Speaking to Russian journalists in Minsk on 12 October, Lukašenka declared,
If you have been to Babrujsk [Babruysk], did you see what state the city is in? It was scary to walk into it, it was a pigsty. It was largely a Jewish city; you know how Jews act towards the place they live in. Take a look at Israel; I have been there, for one.... Under no circumstances do I want to hurt them, but they do not really make sure that the grass is mowed like in Moscow, among the Russians, or Belarusians. What a city it was.... We fixed it up, and we say to Israeli Jews: Come back, guys. I told them: Come back with money.
Five days later, the Israeli ambassador to Belarus, Zeev Ben-Arie, protested in no uncertain terms, saying that "in these comments, one can hear echoes of a myth that I had hoped had long been buried by the history of enlightened mankind, about poorly dressed, dirty, foul smelling Jews, an anti-Semitic myth." Ben-Arie also said he hoped that "Belarusian cities would reach the level of Israel's municipal services and social services in general."
Israeli Foreign Minister Tzipi Livni accused Lukašenka of anti-Semitism, saying
It is the responsibility of world leaders to battle anti-Semitism, which rears its ugly head in various places around the world, not promote it. Anti-Semitism reflects first and foremost on the community in which it appears, and on its leaders.
On 18 October, the Belarusian ambassador to Israel, Ihar Liaščenia (Liashchenia), issued a statement reminding Israelis that "during the last five or six centuries, Jews in our region did not feel as protected and safe anywhere as they did in the Belarusian lands.... This good attitude towards Jews, which has become traditional, persists in modern Belarus as well."
Regarding Babrujsk, Liaščenia remarked that the residents of the city,
with the help of the state, were trying to host the republic-wide harvest festival in a decent manner. The renewed, rebuilt city of Babrujsk is, among other things, a homage to many generations of members of the Jewish community whose native city this was.
"Belarus and anti-Semitism are mutually exclusive ideas," Liaščenia concluded (Белорусские новости).

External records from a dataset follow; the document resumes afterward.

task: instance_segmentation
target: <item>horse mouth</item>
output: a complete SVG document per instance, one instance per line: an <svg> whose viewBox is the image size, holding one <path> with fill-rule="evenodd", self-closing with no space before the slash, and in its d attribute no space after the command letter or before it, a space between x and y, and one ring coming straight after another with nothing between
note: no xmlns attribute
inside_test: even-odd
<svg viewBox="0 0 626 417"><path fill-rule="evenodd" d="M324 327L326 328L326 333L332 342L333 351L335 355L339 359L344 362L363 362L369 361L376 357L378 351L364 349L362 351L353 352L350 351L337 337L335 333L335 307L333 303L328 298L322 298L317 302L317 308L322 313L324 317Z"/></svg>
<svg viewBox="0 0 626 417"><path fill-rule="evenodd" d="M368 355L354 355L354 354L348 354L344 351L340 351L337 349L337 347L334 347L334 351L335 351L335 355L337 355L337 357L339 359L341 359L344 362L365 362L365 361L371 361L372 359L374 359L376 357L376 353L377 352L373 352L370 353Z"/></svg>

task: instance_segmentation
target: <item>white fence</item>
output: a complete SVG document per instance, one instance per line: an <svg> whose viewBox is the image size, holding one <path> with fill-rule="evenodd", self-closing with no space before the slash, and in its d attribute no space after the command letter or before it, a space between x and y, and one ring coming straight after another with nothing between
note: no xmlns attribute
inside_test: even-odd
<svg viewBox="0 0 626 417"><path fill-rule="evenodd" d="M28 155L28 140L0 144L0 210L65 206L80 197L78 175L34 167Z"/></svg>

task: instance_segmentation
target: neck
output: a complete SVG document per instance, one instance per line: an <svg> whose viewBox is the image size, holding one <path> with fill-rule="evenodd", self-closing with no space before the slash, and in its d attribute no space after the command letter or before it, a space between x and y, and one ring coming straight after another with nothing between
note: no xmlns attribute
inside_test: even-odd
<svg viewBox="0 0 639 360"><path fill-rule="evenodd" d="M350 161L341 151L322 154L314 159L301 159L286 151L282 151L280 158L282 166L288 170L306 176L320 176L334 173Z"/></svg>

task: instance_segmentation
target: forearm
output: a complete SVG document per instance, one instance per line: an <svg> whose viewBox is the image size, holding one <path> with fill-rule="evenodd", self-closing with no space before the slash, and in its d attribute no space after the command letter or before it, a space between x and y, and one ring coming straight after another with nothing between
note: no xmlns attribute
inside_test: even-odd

One can't envy poor Liaščenia his duty of restoring calm after Lukašenka's gaffe. After all, Lukašenka managed to squeeze three typical anti-Semitic stereotypes into one statement: that Jews are allegedly dirty, that they allegedly have no attachment to the place they live in, and that they are simultaneously rich. That Liaščenia managed to turn Lukašenka's words around and portray the restoration of parts of Babrujsk as a homage to Jews is a credit to his quick thinking, or that of others in his embassy or the Belarusian foreign ministry.
Liaščenia is right on one thing. Belarus has historically been a highly tolerant place towards minorities (for instance, there were mosques in operation in Belarus centuries ago, while even in modern-day Greece and Slovenia, the very existence of mosques is a controversial issue). It remains tolerant to this day. However, as Lukašenka's words show, we Belarusians (yes, I am one) have some way to go towards living up to the image of tolerance we always congratulate ourselves with.